The book project began about a year ago. Johnson contacted over 200 alumni, the previous presidents of the University and others involved in the program. Johnson said he could collect an infinite amount of stories, yet he realized he has done “all [he] can do for this particular book.”
A variety of stories fill the pages of the book. Johnson wrote of the struggles the students face and how they overcome them.
“I sought to tell the story of a successful program,” Johnson said. “The history and investment of the Walton family and of JBU and other schools, the important story of faith and what it was like to come to America and return home.”
Among the many stories is Johnson’s own. He spent 15 years overseas on the mission field before accepting his position at the University. The University and the students he was in charge of became his new mission.
“I always remember telling former president Lee Balzer, if I came on with the Walton program I would treat the Walton students like I would in the mission field. I would invest in their lives. [This investment] has given me a real love for the kids,” Johnson said.
His favorite story came from a 1991 graduate, Fryda Guerro.
Within her first few weeks of attending the University, she took a trip to Walmart. She was struggling to adjust and walked into the store with tears in her eyes. An older gentleman, dressed in a dirty hat and dirty shoes, caught a glimpse of the sadness that painted her face.

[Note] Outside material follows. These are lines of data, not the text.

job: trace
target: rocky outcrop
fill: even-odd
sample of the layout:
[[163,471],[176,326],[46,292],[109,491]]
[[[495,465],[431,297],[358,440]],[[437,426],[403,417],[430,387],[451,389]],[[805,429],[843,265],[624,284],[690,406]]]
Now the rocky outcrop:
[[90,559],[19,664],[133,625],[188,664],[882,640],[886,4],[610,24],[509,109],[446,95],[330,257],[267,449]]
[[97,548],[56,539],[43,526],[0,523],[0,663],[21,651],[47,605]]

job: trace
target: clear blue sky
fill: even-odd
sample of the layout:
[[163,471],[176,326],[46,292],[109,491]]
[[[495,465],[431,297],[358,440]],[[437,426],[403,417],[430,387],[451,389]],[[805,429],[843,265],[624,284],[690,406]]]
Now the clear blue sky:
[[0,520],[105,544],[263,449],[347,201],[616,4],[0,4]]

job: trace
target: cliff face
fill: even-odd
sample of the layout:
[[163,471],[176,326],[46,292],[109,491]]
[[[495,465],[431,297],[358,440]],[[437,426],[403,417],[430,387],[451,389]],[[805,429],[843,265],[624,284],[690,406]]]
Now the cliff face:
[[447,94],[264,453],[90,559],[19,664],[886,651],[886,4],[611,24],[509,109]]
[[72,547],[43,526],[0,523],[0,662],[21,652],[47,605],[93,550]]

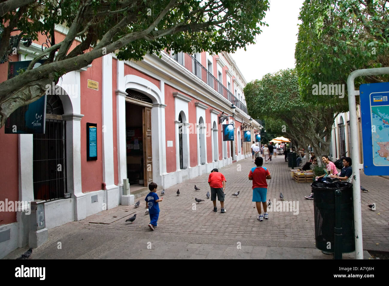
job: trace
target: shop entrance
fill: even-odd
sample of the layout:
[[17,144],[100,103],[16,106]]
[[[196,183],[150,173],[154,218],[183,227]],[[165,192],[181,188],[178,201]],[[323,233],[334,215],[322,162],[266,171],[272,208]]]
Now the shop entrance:
[[[126,103],[127,175],[130,185],[146,187],[152,181],[151,100],[130,89]],[[143,100],[140,100],[142,98]]]

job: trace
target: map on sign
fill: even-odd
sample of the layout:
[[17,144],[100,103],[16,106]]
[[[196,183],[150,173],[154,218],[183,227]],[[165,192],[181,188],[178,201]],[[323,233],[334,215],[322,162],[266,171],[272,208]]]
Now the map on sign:
[[361,84],[364,170],[389,175],[389,82]]

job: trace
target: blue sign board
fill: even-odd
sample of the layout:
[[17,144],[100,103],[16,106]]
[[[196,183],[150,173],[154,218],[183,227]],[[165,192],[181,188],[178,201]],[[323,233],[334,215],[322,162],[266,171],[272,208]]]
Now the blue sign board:
[[97,160],[97,125],[86,123],[86,160]]
[[361,84],[361,121],[365,175],[389,175],[389,82]]

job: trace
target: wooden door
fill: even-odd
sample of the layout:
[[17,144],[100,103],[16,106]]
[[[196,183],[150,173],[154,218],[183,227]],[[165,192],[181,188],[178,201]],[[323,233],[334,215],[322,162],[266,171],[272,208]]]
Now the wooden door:
[[145,186],[152,181],[152,153],[151,145],[151,109],[143,108],[143,172]]

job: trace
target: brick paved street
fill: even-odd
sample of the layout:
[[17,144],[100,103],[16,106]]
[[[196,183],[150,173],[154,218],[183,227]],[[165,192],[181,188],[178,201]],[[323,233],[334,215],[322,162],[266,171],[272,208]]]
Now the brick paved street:
[[[219,170],[227,181],[226,213],[220,213],[218,202],[218,212],[213,211],[212,202],[205,196],[209,189],[206,174],[165,189],[163,201],[159,204],[159,226],[154,232],[147,226],[149,218],[144,215],[143,197],[137,209],[121,205],[94,215],[95,217],[117,214],[118,220],[109,224],[89,223],[92,216],[51,230],[49,241],[36,250],[35,258],[147,258],[153,251],[152,255],[156,258],[332,258],[332,256],[322,254],[315,248],[313,201],[304,198],[310,192],[310,184],[291,179],[286,164],[284,156],[279,156],[265,164],[272,176],[268,181],[268,200],[279,200],[282,192],[285,200],[298,202],[296,215],[291,211],[269,212],[268,220],[257,219],[255,203],[251,201],[251,182],[247,178],[254,162],[247,158]],[[388,182],[381,177],[361,174],[361,185],[370,190],[361,195],[364,249],[389,251]],[[200,191],[194,191],[195,184]],[[177,189],[180,192],[178,197]],[[160,186],[158,190],[161,197]],[[238,191],[240,191],[238,197],[231,195]],[[196,204],[193,210],[195,197],[205,201]],[[367,207],[373,202],[377,204],[375,211]],[[120,218],[123,211],[128,215]],[[126,219],[134,213],[137,216],[134,223],[126,223]],[[63,253],[58,256],[55,251],[56,242],[63,241],[77,249],[70,251],[65,256]],[[151,250],[146,248],[149,242]],[[242,245],[240,251],[237,251],[238,242]],[[290,252],[293,249],[297,251]],[[368,254],[364,253],[366,258]],[[8,258],[12,255],[15,254]],[[353,258],[354,254],[343,256]]]

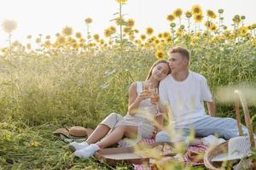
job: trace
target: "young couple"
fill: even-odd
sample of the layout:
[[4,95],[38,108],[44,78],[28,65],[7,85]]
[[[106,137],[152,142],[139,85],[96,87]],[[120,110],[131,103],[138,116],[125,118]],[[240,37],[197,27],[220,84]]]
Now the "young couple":
[[[229,139],[238,136],[234,119],[213,117],[215,106],[206,78],[189,70],[189,52],[175,47],[168,55],[169,61],[158,60],[152,65],[145,82],[136,82],[131,85],[125,116],[112,113],[96,127],[85,142],[69,144],[76,156],[88,158],[97,150],[116,144],[124,137],[137,140],[150,139],[154,125],[161,127],[163,115],[168,111],[163,104],[171,108],[174,128],[182,129],[184,132],[183,135],[188,135],[186,132],[193,128],[198,137],[218,133],[219,137]],[[160,99],[152,98],[150,91],[143,89],[145,82],[150,82],[150,88],[159,89]],[[204,101],[207,103],[212,116],[206,115]],[[242,128],[247,133],[246,128],[242,126]],[[175,140],[172,137],[168,131],[161,131],[156,135],[156,140]]]

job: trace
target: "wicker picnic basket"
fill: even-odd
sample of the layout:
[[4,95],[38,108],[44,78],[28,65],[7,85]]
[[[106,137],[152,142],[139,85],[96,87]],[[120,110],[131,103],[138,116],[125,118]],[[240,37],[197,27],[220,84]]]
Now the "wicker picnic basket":
[[[235,101],[235,106],[236,106],[236,121],[237,121],[237,127],[239,130],[240,136],[243,136],[243,133],[241,130],[241,116],[240,116],[240,102],[241,103],[242,110],[244,111],[244,117],[246,122],[246,126],[248,129],[249,133],[249,139],[251,142],[252,148],[255,149],[255,141],[253,138],[253,125],[250,119],[250,115],[248,111],[248,107],[246,103],[246,99],[243,96],[243,94],[241,93],[241,91],[236,90],[236,101]],[[216,145],[212,148],[210,148],[204,156],[204,164],[207,169],[211,170],[220,170],[223,169],[222,167],[222,162],[212,162],[211,160],[220,154],[227,153],[228,150],[228,144],[229,142],[226,141],[223,144],[220,144],[218,145]],[[256,168],[256,167],[255,167]]]

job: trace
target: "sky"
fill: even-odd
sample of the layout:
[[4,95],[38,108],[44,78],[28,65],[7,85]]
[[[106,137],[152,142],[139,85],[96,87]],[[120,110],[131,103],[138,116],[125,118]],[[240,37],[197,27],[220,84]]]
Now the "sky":
[[[144,33],[148,26],[160,32],[168,31],[167,14],[177,8],[189,10],[195,4],[201,5],[204,12],[212,9],[217,13],[223,8],[224,23],[228,26],[235,14],[245,15],[246,24],[256,22],[255,0],[128,0],[123,13],[125,18],[135,20],[135,27],[140,33]],[[109,20],[114,18],[113,14],[118,9],[115,0],[1,0],[0,22],[2,25],[5,19],[15,20],[18,27],[12,39],[26,43],[27,35],[32,35],[34,39],[38,34],[55,37],[67,26],[84,35],[87,17],[93,20],[92,34],[102,35],[104,29],[114,24]],[[1,26],[0,47],[8,44],[7,39],[8,35]]]

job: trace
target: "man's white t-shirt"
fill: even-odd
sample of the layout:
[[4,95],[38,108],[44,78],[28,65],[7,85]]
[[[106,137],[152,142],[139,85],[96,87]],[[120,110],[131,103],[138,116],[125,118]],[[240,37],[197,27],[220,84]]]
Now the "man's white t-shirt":
[[183,82],[175,81],[170,74],[159,88],[160,100],[169,104],[176,127],[203,119],[207,116],[204,101],[212,101],[207,79],[193,71]]

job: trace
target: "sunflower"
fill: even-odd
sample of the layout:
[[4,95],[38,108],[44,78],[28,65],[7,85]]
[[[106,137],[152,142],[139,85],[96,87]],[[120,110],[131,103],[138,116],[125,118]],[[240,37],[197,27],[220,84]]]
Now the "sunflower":
[[218,10],[218,14],[223,14],[224,13],[224,9],[223,8],[220,8]]
[[100,36],[99,36],[99,34],[95,34],[95,35],[93,35],[93,38],[95,39],[95,41],[99,41],[99,39],[100,39]]
[[171,37],[171,35],[170,35],[169,32],[165,31],[165,32],[163,33],[163,37],[164,37],[164,38],[169,38],[170,37]]
[[31,44],[30,43],[26,44],[26,49],[31,49]]
[[103,45],[104,42],[105,42],[105,41],[104,41],[103,39],[100,39],[100,44],[101,44],[101,45]]
[[185,15],[186,15],[186,17],[187,17],[188,19],[189,19],[189,18],[191,18],[191,16],[192,16],[192,13],[191,13],[190,11],[186,11],[186,12],[185,12]]
[[40,43],[40,42],[41,42],[41,38],[40,38],[40,37],[38,37],[38,38],[36,39],[36,42],[37,42],[37,43]]
[[127,3],[127,0],[115,0],[119,3]]
[[141,35],[141,39],[143,40],[143,41],[144,41],[145,39],[146,39],[146,35],[144,35],[144,34],[142,34]]
[[159,43],[160,43],[159,39],[154,40],[154,43],[155,43],[155,44],[159,44]]
[[116,32],[116,28],[114,26],[109,26],[109,30],[111,31],[112,34],[114,34]]
[[177,8],[173,11],[172,15],[175,18],[180,18],[183,15],[183,9],[182,8]]
[[48,40],[50,39],[50,36],[46,36],[45,39],[48,39]]
[[131,35],[131,36],[129,36],[129,40],[131,42],[133,42],[133,40],[135,39],[135,36]]
[[212,21],[210,21],[210,20],[207,20],[207,21],[205,22],[205,26],[206,26],[207,28],[211,28],[212,26],[213,26],[213,25],[214,25],[214,24],[213,24]]
[[137,44],[142,44],[142,41],[141,40],[135,40],[134,42]]
[[92,19],[91,18],[87,18],[87,19],[84,20],[84,22],[86,24],[90,24],[90,23],[92,23]]
[[211,31],[215,31],[217,30],[217,26],[215,24],[213,24],[211,27],[210,27]]
[[151,27],[146,28],[146,33],[147,33],[148,35],[151,35],[151,34],[153,34],[153,32],[154,32],[153,28],[151,28]]
[[44,43],[44,45],[46,48],[49,48],[50,45],[51,45],[50,41],[49,41],[49,40],[45,41]]
[[104,36],[106,37],[109,37],[110,36],[111,36],[111,30],[110,29],[106,29],[106,30],[104,30]]
[[157,49],[154,53],[154,56],[157,60],[163,60],[165,57],[165,53],[161,49]]
[[79,39],[79,42],[80,42],[81,43],[84,43],[84,42],[85,42],[85,39],[80,38],[80,39]]
[[65,42],[65,41],[66,41],[66,38],[65,38],[65,37],[63,37],[63,36],[60,36],[60,37],[58,37],[58,42],[59,43],[61,43],[61,44],[62,44],[62,43],[64,43]]
[[247,31],[248,29],[247,27],[242,26],[239,28],[238,32],[240,36],[245,36],[247,33]]
[[73,28],[66,26],[62,29],[62,33],[66,36],[71,36],[73,34]]
[[82,37],[82,34],[80,32],[77,32],[76,33],[76,37],[77,38],[81,38]]
[[240,16],[238,14],[236,14],[234,18],[232,19],[235,24],[239,25],[240,22],[241,21]]
[[17,28],[17,23],[13,20],[4,20],[2,23],[2,26],[5,32],[10,34]]
[[163,34],[162,34],[162,33],[159,33],[159,34],[157,35],[157,37],[158,37],[159,38],[162,38],[162,37],[163,37]]
[[202,15],[202,14],[197,14],[194,15],[194,20],[195,22],[200,23],[202,21],[204,16]]
[[201,7],[200,5],[193,5],[191,11],[192,11],[193,14],[202,13],[202,9],[201,9]]
[[127,26],[129,26],[129,27],[133,27],[133,26],[134,26],[134,24],[135,24],[134,20],[129,19],[129,20],[127,20]]
[[208,9],[207,11],[207,16],[212,18],[212,19],[216,19],[217,15],[215,14],[215,13],[212,10]]
[[129,26],[124,27],[124,32],[125,33],[128,33],[128,32],[131,32],[131,27],[129,27]]
[[166,16],[166,20],[170,22],[173,21],[175,20],[175,17],[172,14],[168,14]]

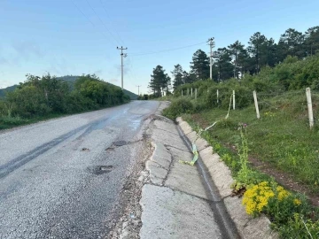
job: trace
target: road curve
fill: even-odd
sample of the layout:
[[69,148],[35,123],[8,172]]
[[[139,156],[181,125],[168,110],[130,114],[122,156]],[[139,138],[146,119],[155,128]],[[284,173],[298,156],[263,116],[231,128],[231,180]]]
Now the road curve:
[[135,101],[0,132],[0,238],[103,238],[158,106]]

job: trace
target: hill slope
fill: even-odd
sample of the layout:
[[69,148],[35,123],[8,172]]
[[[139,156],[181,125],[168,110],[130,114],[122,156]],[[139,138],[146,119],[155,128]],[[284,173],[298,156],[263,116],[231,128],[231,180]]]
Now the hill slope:
[[[62,80],[62,81],[68,82],[71,89],[73,89],[73,85],[74,85],[74,81],[76,81],[76,79],[78,79],[78,78],[79,78],[79,75],[65,75],[65,76],[57,77],[57,79],[58,79],[58,80]],[[113,85],[112,83],[109,83],[109,84]],[[4,89],[0,89],[0,98],[4,97],[5,92],[13,91],[17,87],[18,87],[18,85],[13,85],[13,86],[10,86],[10,87],[7,87]],[[128,91],[125,89],[124,89],[124,94],[128,96],[131,100],[137,99],[136,94],[134,94],[133,92]]]

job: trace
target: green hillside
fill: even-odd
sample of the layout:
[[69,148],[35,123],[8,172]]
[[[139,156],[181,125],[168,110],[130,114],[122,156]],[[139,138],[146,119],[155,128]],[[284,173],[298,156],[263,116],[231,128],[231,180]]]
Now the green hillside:
[[[65,76],[57,77],[57,79],[66,81],[68,83],[68,85],[70,86],[71,89],[73,89],[74,83],[76,81],[76,79],[78,79],[79,77],[80,77],[79,75],[65,75]],[[109,83],[109,84],[113,85],[112,83]],[[10,86],[10,87],[7,87],[4,89],[0,89],[0,98],[4,97],[5,92],[13,91],[17,87],[18,87],[18,85],[13,85],[13,86]],[[133,92],[130,92],[125,89],[124,89],[124,94],[128,96],[131,100],[136,100],[136,99],[137,99],[137,96],[138,96],[136,94],[134,94]]]

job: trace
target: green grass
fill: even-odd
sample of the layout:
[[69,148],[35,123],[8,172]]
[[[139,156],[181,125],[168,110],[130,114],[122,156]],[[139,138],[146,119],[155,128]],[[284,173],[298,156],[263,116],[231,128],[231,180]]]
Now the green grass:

He approached her and asked if she would like go to Hardy’s across the street to share a cup of coffee. Guerro sat down with the man and shared her story. As she was speaking, she happened to glance down at his shirt and caught notice that he was wearing a badge with the name “Sam” engraved upon it.
“Are you Sam Walton?” Guerro asked. The man responded saying that indeed he was.
“You are the richest man in the world! You are the one that changed my life!” Guerro exclaimed.
Johnson adores this story. He said this is just the kind of man Sam Walton was.
“He was more concerned about her well-being than her noticing he was Sam Walton,” Johnson added.
Carli Castillo, a current University senior, is another student whose story is written in the pages of the book. She is a living example of the effects of the Walton Scholarship.
When Castillo walks into a room, she immediately lights it up. She can usually be found by her contagious laugh. Joy defines Castillo.
The scholarship helped shape her life, Castillo said.
“When I got here I really loved the Christian environment,” she said. “Back at home we don’t have these opportunities. This [experience] has helped me to grow spiritually a lot. I can see the difference between who I was three years ago and who I am today.”
Castillo is proud to be a part of the many generations of Walton scholars.
“It’s an honor,” she said, beaming. “This opportunity doesn’t come every day. I feel so proud to be called a Walton.”
Johnson intends to share his book with alumni and those associated with the program. He hopes the pages will bring alumni back to the days they spent on campus and the experiences they had in the States.
Johnson had several copies of the book printed last weekend. There will be a limited amount of copies in the University bookstore, which manager Jeff Bowles said should be available soon and will be sold on consignment.
An e-book is in process as well. Johnson hopes it will make the text more accessible for the alumni in other countries.